Habt Ihr sie auch gesehen? Unsere Oldie-Bahn 2965, die Mitte August vollgestopft mit modernster Technik in der Stadt unterwegs war? Besonders platt waren einige von Euch wahrscheinlich, als das aufgemotzte Schätzchen plötzlich durch den U-Bahnhof „Heinrich-Heine-Allee“ oder den Wehrhahntunnel gerauscht ist. Normalerweise kommen unsere Oldies da ja auch nicht hin. Für unseren 2965 hatten wir in diesem Sommer aber einen ganz speziellen Job: Als Messzug hat der Wagen einen Großteil unseres Gleisnetzes und der Oberleitungen überprüft – von Benrath bis Duisburg und von Gerresheim bis Krefeld. Aber wie funktioniert das und warum ist das wichtig?

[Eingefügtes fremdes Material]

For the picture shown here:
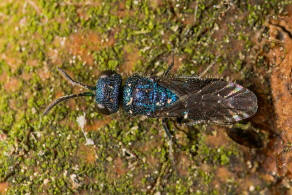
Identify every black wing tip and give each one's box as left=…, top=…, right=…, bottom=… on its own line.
left=246, top=89, right=258, bottom=117
left=234, top=89, right=258, bottom=121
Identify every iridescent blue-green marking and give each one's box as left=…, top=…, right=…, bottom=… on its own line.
left=123, top=75, right=178, bottom=116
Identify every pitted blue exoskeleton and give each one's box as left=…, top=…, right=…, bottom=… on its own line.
left=122, top=75, right=178, bottom=116
left=44, top=60, right=261, bottom=148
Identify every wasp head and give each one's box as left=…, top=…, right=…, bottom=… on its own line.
left=95, top=71, right=122, bottom=115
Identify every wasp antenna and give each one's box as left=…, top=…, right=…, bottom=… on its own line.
left=43, top=92, right=95, bottom=115
left=58, top=68, right=96, bottom=90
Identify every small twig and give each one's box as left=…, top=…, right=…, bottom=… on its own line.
left=199, top=60, right=217, bottom=78
left=193, top=2, right=198, bottom=25
left=26, top=0, right=42, bottom=15
left=149, top=162, right=170, bottom=194
left=60, top=1, right=101, bottom=6
left=167, top=137, right=175, bottom=164
left=26, top=0, right=48, bottom=23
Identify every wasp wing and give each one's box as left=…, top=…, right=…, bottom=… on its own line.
left=155, top=77, right=258, bottom=124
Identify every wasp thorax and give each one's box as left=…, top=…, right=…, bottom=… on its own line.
left=95, top=71, right=122, bottom=115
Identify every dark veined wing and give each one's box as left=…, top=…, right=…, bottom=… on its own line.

Als ich an einem heißen Sommerabend gegen 19:30 Uhr in unserer Werkstatt in Lierenfeld auftauche, ist Rainer Peters – Ingenieur von der Firma Deutzer, die die Messtechnik mitgebracht hat und die Messungen begleitet – schon abgetaucht. Unter der Bahn checkt er alles, was sein Kollege und er in den letzten beiden Tagen an unserem Oldie angebracht haben: Kameras, Laser, Sender, LED-Strahler – also alles, was hilft, so viele Daten wie möglich über den Zustand unseres Gleis- und Oberleitungsnetzes zu sammeln. Da, wo eigentlich die Fahrgäste Platz nehmen, laufen jetzt unzählige Kabel zusammen. Sie kommen durch die Fenster vom Dach und durch Klappen im Boden und treffen sich in einer Wand aus Bildschirmen, die Rainer über den Sitzreihen aufgebaut hat. Das sieht selbst von außen betrachtet ziemlich spacig aus. Manche Bildschirme zeigen bunte Messkurven, auf anderen haben die Jungs den Stromabnehmer auf dem Dach oder die Räder unter dem Boden im Blick. „Wenn unsere Messinstrumente während der Fahrt plötzlich keine Daten mehr liefern, dann können wir so schon auf den ersten Blick sehen, ob sich vielleicht einfach nur eine Tüte unter der Bahn verfangen hat und die Instrumente stört“, erklärt Rainer. Der Mann spricht aus Erfahrung – seine Kollegen und er sind mit ihrer Ausrüstung bei Verkehrsbetrieben auf der ganzen Welt unterwegs. Sogar nach Melbourne in Australien hat es ihn schon verschlagen.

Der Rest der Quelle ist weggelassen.